第105回「社会的自己意識」(2016.5.10掲載)

みなさん、こんにちは。株式会社アドバンテッジリスクマネジメントのキティこうぞうです。

今回は「沈没船ジョーク」と呼ばれている世界中で有名なお話を紹介します。「沈没船ジョーク」は世界各国の国民性の違いを面白おかしく表現していて、世界のどこでも通じるジョークのようです。

いろいろな国の人が乗った巨大豪華客船が氷山に接触して沈没しかけています。船から脱出しなければいけませんが、救命ボートの数よりも乗客の数が圧倒的に多い状況です。女性と子供と老人を優先させると、残りの男性には厳寒の海に飛び込んでもらうしかありません。そこで、船長は男性たちにスムーズに海に飛び込んでもらうために、次のように言ったそうです。
イギリス人には…「紳士はこういうときに飛び込むものです。」
アメリカ人には…「海に飛び込んだらヒーローになれます。」
日本人には  …「みなさん、もう飛び込みましたよ。」

このジョークでわかるように、日本人は他の国の人から見ると、「自分がどうしたいか」よりも「他の人はどうするか」「周りの人からどう見られているか」ということを基準に行動を決める傾向があると思われているようです。

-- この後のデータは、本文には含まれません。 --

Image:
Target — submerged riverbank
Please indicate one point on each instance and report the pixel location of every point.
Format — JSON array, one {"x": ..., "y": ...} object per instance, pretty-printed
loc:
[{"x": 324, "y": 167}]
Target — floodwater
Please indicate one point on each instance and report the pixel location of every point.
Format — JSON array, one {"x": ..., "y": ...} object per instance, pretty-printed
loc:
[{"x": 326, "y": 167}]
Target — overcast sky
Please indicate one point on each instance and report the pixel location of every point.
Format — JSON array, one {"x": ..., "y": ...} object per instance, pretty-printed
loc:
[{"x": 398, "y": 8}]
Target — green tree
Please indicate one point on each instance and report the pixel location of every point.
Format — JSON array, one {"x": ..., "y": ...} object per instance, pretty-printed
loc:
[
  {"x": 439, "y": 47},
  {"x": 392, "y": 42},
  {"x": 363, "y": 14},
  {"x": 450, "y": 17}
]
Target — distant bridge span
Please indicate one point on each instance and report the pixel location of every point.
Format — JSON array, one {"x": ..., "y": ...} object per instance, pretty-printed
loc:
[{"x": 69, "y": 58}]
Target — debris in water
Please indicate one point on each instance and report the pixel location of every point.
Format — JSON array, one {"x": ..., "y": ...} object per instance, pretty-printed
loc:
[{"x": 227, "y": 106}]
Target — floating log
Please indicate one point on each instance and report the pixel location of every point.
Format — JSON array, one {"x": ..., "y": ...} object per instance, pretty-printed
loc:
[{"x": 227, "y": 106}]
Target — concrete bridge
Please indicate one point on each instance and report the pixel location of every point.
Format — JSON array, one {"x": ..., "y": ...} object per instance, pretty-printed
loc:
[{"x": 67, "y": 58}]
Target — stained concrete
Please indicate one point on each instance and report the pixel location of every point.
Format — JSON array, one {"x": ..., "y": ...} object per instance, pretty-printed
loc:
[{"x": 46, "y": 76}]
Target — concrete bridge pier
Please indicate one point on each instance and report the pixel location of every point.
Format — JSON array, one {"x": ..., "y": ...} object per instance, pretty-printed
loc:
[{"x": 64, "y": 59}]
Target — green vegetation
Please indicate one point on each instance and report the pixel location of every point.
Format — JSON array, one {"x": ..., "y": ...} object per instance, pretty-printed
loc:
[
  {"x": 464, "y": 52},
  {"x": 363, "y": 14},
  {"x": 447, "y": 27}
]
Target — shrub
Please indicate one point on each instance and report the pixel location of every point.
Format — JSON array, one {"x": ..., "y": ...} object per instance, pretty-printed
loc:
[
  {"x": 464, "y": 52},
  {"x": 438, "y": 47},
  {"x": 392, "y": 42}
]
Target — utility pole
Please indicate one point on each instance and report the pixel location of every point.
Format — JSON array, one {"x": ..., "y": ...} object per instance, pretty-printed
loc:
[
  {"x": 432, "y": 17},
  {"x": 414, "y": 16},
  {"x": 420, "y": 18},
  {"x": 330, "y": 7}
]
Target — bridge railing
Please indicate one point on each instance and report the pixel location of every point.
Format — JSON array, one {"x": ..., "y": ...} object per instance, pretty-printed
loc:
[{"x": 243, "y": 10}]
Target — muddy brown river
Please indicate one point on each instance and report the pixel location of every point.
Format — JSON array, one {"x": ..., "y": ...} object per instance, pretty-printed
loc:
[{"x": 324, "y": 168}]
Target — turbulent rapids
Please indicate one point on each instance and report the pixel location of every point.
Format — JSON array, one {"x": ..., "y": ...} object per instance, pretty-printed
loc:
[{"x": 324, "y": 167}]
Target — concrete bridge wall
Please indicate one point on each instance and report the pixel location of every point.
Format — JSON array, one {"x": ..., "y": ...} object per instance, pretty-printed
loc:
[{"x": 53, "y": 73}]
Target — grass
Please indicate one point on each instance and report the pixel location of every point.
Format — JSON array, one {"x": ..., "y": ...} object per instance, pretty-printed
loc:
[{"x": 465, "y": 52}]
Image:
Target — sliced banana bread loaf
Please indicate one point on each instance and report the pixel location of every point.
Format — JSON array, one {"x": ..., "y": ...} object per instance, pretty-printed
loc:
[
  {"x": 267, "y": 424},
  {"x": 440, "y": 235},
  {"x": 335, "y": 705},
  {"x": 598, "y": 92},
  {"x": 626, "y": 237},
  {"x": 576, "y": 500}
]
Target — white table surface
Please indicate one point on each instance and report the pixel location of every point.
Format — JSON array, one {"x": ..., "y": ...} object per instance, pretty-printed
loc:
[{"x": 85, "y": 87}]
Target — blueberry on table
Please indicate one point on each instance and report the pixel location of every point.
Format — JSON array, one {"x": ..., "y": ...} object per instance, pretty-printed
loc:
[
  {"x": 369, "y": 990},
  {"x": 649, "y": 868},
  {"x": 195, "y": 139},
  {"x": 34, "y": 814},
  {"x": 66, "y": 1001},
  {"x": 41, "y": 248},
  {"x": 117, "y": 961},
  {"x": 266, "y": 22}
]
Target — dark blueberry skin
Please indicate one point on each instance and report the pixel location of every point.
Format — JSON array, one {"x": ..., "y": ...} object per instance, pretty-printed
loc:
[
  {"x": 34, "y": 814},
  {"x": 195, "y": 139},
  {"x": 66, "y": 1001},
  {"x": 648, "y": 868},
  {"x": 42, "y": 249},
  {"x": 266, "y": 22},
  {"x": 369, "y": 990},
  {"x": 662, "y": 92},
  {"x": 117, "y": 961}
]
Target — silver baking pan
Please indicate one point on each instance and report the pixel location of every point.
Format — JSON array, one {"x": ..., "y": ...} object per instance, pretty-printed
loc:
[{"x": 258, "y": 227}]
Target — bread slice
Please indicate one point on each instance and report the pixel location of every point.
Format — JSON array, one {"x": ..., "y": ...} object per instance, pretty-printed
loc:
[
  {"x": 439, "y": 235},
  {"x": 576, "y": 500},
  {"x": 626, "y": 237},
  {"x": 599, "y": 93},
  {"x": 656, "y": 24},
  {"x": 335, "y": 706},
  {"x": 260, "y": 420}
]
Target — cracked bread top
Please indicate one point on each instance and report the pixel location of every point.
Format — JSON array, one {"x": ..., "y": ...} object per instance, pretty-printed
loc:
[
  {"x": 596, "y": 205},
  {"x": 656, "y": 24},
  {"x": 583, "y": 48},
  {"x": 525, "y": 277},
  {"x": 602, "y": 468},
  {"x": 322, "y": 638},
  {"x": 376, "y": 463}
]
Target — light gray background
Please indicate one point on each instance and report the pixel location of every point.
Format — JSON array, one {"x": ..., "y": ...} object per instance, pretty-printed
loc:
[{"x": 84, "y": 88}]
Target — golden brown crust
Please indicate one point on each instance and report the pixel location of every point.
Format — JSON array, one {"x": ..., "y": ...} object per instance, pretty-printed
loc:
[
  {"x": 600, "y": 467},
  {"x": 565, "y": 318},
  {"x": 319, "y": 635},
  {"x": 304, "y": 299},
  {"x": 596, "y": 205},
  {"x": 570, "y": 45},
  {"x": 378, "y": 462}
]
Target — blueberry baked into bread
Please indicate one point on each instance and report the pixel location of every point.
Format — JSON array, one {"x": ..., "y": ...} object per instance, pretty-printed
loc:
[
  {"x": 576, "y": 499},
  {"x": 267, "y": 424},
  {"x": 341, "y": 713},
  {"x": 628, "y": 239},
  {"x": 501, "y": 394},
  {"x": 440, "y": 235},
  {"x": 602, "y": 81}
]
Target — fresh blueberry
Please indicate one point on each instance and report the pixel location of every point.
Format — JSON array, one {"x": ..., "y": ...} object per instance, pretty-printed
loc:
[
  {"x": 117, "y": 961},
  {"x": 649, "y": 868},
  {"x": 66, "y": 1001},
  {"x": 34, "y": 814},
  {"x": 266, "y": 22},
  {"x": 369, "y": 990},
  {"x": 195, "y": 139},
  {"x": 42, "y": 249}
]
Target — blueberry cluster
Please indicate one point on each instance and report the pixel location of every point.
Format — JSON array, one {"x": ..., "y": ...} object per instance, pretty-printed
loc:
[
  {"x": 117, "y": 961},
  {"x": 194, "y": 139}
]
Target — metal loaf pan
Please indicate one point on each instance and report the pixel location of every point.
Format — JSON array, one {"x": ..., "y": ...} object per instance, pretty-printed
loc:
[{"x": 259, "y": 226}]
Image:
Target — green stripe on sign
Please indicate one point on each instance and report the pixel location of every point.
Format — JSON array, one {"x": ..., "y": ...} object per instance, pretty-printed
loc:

このように、他の人の評価を気にしたり、他の人の基準に沿った行動をしようとする傾向を「社会的自己意識(公的自己意識)」といいます。

自分自身を理解して自分の感情や行動を調整したり、他人との調和的な関係を生み出すために感情を効果的に活用する能力で、「心の知能指数」と呼ばれている「EQ」という理論があります。EQの考え方では、感情を上手に管理して利用できる能力を生みだす技能として「24の素養」を挙げています。自分の24の素養を検査で数値化して、自己理解をしたうえで自分の感情能力を高めていくヒントにして、仕事などの自己開発に役立てていくのがEQの考え方です。そして、その24の素養のうちの1つが「社会的自己意識」です。

「社会的自己意識」は自分が周囲にどのような人間として映っているかを知ろうとする傾向です。この「社会的自己意識」の数値が高いと、自分に対する評価や噂にとても敏感になり、周囲の期待に沿った行動をとろうとする傾向があるとされます。この数値が高い人は言葉遣いや態度は丁寧になり、集団や組織のルールにはうまく適応して行動できるようになります。しかし、その傾向が強くなり過ぎると、他人に合わせすぎてしまったり、周囲の目や世間体を気にしすぎてしまって、自分の価値を見失って身動きが取れなくなってしまいます。どうやら、日本人はこの「社会的自己意識」が強い傾向にあるようです。

自分が周囲からどう思われているかということに興味や関心があることは決して悪いことではありません。しかし、その傾向が強すぎると人からの評価ばかりを気にしすぎてしまって、仕事でいえば「働き過ぎ」や「気の遣いすぎ」により、ストレスをためてしまいがちになります。それが「日本人の良さ」でもあるのでしょうが、日本人のメンタルヘルスの悪化の原因にもなっているのです。自分の考えをしっかりと持ち、他人に振り回されないように心掛け、「人は人、自分は自分」と自らに言い聞かせて、自分自身が本当は何をしたいのかを見つめるようにしましょう。

自分の感情能力やその能力の開発に興味のある方は、一度「EQ」について勉強してはみてはいかがでしょうか。